# Mail: Les mails ne s'envoient plus



## kilik2049 (4 Novembre 2009)

Salut à vous tous! J'ai un soucis, assez embêtant.
En effet, lorsque je tente d'envoyer un mail celui-ci reste bloqué dans la "boite d'envoi" sans tenter de s'envoyer!
Pourtant, ce matin encore, j'envoyais des mails.
J'ai deux comptes:
un avec un smtp chez sfr et pop chez orange, l'autre est un compte outlook que j'ai redirigé vers Mail.
Aucun des deux n'envoient, mais les deux reçoivent.
Je vous remercie d'avance!


----------



## twinworld (4 Novembre 2009)

vous utilisez quel serveur d'envoi ?


----------



## kilik2049 (4 Novembre 2009)

Un pop3 sur les deux adresses.


----------



## twinworld (4 Novembre 2009)

je demandais le serveur, pas le protocole.


----------



## kilik2049 (4 Novembre 2009)

Oups excuse 
Hum, par serveur tu entends quoi? Orange & Co?


----------



## twinworld (4 Novembre 2009)

ben ce qui est indiqué sous "serveur d'envoi" dans les paramètres de vos comptes.

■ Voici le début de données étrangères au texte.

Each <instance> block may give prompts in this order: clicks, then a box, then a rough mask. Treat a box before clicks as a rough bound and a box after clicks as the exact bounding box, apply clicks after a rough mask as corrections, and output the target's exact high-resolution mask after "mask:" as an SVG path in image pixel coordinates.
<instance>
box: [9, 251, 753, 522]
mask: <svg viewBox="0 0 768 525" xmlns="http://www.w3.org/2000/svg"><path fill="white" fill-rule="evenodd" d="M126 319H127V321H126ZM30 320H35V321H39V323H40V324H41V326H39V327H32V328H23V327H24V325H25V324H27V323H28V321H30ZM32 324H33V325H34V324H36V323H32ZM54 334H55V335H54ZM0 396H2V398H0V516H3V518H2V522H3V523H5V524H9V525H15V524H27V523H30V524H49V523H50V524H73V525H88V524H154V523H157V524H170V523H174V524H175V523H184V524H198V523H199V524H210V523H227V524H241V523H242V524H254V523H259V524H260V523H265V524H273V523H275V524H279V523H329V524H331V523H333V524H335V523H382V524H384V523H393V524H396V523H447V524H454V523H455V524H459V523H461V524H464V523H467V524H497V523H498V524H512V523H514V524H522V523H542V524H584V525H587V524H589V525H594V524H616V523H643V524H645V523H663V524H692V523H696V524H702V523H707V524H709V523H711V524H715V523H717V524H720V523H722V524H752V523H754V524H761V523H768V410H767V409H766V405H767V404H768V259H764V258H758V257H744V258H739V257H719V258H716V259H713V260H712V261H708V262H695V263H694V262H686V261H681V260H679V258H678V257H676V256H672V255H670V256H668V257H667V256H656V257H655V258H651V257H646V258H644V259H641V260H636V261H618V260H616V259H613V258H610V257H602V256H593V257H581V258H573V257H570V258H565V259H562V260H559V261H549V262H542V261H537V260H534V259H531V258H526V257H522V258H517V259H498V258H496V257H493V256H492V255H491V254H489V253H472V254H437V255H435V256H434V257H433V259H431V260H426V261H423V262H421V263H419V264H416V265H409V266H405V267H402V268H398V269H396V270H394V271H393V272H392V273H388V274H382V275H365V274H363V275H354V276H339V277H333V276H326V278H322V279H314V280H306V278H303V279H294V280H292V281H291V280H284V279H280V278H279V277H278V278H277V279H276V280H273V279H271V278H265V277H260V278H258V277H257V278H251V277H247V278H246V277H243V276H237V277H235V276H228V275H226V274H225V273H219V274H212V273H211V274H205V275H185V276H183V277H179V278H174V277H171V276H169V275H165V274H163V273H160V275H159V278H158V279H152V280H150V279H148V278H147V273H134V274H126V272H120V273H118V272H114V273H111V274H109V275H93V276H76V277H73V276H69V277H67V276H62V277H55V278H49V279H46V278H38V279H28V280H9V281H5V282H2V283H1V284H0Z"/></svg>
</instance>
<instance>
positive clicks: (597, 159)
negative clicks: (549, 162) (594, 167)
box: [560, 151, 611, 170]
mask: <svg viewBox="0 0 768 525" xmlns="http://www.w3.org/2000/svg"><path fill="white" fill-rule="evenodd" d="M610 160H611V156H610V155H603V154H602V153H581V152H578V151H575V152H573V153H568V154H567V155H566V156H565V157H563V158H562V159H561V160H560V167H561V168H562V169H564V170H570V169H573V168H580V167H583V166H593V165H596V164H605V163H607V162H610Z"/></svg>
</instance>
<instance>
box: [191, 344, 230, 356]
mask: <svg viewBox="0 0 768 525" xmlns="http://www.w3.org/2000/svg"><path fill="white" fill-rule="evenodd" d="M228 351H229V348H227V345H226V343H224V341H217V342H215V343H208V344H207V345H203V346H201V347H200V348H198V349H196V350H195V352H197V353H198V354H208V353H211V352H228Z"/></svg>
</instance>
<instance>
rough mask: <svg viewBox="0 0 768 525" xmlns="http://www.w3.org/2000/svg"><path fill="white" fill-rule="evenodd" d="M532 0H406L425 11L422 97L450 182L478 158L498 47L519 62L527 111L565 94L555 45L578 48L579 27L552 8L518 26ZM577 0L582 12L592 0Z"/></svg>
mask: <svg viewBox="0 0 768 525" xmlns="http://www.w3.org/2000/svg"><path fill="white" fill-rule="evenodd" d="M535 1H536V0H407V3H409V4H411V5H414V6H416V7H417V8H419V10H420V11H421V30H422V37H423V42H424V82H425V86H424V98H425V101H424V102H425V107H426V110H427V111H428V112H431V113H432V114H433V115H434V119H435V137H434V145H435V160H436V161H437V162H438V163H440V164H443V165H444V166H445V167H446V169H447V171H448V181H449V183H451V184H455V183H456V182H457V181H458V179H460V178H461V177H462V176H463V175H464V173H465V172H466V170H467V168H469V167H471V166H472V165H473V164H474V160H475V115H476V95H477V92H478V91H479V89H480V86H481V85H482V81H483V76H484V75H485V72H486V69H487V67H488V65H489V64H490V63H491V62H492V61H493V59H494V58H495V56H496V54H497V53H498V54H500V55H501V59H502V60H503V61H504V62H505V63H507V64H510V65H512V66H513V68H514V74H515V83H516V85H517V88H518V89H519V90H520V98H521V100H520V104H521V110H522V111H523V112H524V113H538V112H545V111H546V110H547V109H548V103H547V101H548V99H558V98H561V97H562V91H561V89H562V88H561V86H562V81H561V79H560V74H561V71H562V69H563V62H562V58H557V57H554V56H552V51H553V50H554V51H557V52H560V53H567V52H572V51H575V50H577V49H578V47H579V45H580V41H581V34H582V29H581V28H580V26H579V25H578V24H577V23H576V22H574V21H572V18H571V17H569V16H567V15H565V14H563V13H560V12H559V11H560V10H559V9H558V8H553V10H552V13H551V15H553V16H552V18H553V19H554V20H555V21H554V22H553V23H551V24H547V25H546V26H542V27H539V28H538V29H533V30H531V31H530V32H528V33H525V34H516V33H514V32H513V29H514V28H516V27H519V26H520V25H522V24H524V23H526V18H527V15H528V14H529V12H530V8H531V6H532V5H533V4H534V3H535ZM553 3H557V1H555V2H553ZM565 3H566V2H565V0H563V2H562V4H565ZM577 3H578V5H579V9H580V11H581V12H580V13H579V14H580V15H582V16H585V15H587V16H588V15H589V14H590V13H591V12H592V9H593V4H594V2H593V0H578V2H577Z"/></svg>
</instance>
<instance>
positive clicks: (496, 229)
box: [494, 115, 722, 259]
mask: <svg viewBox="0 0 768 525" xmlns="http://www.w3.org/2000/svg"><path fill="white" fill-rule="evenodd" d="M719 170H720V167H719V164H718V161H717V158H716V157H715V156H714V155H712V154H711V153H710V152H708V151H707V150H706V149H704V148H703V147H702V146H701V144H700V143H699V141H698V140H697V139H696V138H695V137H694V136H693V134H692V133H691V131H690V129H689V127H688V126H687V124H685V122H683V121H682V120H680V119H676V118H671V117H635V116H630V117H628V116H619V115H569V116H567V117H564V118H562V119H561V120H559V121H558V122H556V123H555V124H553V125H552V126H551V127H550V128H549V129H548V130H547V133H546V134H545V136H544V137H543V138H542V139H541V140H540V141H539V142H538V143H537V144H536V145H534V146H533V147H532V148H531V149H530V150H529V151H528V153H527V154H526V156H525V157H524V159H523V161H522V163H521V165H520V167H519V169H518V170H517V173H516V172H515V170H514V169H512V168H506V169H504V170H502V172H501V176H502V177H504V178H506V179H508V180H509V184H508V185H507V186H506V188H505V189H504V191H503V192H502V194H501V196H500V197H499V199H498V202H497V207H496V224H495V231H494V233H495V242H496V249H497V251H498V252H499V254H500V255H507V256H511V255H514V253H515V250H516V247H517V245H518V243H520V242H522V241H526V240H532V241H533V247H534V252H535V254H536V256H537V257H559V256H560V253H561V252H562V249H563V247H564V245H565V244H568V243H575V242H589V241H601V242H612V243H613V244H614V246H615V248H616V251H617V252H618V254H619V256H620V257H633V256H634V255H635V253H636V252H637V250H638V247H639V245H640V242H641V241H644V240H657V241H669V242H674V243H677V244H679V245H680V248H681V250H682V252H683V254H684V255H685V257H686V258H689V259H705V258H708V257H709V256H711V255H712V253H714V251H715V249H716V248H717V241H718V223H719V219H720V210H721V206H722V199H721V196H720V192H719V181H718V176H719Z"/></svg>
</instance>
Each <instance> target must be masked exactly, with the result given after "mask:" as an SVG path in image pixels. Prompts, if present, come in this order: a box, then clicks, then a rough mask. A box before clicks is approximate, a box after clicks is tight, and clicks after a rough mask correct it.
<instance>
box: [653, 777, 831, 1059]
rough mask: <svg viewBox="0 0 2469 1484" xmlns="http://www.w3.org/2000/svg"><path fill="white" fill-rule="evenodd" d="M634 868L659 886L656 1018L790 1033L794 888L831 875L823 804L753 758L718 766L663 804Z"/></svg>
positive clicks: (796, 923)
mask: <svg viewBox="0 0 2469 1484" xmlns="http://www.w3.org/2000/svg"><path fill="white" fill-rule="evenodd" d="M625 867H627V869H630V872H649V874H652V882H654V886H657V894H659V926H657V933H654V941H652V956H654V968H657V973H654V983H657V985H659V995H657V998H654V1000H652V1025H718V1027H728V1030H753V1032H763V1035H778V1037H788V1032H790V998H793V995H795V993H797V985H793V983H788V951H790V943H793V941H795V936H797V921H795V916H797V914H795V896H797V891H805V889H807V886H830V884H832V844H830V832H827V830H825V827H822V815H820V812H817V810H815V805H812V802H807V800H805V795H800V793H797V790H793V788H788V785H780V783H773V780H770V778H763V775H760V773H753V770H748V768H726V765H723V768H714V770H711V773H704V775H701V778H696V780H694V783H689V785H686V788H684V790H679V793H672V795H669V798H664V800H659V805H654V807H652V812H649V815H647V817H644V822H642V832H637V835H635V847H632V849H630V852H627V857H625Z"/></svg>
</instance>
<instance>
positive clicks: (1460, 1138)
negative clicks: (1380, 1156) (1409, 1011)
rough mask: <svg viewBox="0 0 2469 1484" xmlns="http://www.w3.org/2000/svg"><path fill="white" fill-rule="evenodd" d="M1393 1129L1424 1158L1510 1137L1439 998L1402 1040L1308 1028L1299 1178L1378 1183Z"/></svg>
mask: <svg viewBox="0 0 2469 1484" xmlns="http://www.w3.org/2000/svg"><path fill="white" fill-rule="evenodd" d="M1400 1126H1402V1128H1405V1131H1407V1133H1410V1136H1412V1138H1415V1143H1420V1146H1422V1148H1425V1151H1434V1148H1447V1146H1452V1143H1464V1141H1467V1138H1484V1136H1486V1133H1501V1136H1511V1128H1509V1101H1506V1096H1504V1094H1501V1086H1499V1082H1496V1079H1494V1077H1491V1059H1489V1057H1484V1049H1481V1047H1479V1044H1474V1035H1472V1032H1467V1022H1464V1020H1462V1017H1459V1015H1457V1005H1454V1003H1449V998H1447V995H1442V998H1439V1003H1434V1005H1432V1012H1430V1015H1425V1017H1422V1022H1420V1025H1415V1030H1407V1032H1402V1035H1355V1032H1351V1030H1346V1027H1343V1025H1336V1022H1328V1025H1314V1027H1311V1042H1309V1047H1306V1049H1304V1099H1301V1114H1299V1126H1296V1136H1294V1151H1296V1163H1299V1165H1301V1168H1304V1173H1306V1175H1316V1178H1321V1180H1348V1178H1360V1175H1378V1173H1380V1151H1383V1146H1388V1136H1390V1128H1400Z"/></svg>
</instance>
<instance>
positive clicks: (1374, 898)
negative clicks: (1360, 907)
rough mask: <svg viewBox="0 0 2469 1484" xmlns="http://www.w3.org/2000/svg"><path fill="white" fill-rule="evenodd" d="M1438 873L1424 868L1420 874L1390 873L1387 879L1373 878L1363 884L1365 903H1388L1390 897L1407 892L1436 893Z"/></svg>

Où je veux en venir, c'est que si vous utilisez le même serveur d'envoi pour vos deux comptes, c'est peut-être le serveur utilisé qui foire momentanément.


----------



## kilik2049 (4 Novembre 2009)

Ah! Et bien comme indiqué dans mon premier message, pour le 1er compte, c'est sfr.
Pour le second, c'est un serveur qui ne marchait jamais, donc je passais par le sfr du 1er compte.

EDIT: Je viens de voir que le serveur smtp est déconnecté, alors qu'il était connecté encore tout à l'heure... Bizarre, je n'ai pourtant touché à rien.

Par contre, visiblement, cette annonce "à lire avant de poster", tu ne l'as pas vue ! 

On déménage !


----------